Adults read books for many reasons, including what their peers read. When talking about kids, what about when eighth graders want to read that book the cool kids in high school are reading? And so on and so on and now the fifth graders want it, too.
What to do? Sometimes, the frustrations I read about this focus on that darn book, and if only the book didn’t have x or y or z it would be OK.
Pamela Dodson in the Huffington Post takes a different approach in But Mom, Everybody’s Reading It: A Guide to Kid’s Books and Peer Pressure: “parents of children in grades 3-5 complain of being harassed by their children to allow them to read books that were written for teens. Titles like Twilight, Hunger Games, and the later Harry Potter novels. These books were written for young adults who have the age and experiences to understand more mature themes and relationships and to process them accordingly. They were never intended for elementary school children.”

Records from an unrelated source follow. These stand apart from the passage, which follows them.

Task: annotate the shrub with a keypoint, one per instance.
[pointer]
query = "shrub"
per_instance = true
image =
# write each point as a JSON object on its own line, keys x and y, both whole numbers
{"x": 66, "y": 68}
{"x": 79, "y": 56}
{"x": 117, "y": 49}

Does this mean every book should be written for a third grader?
No; Dodson explores the different ways for parents to handle the situation, including the fact that no matter what the parent does, the child is still going to want to read the book so will read it. Dodson recommends reading the book with the child: “By allowing the child to read the book and sharing that experience with them, you have created a win-win situation. The child wins the chance to read the desired book and gain peer parity (so important at that age). The parent wins the opportunity to share something their child values and to frame that experience. This is your opportunity to make certain the child’s questions are answered by a knowledgeable source and impart the values you want your child to come away with.”
Hat tip to Jen Robinson for pointing out this article.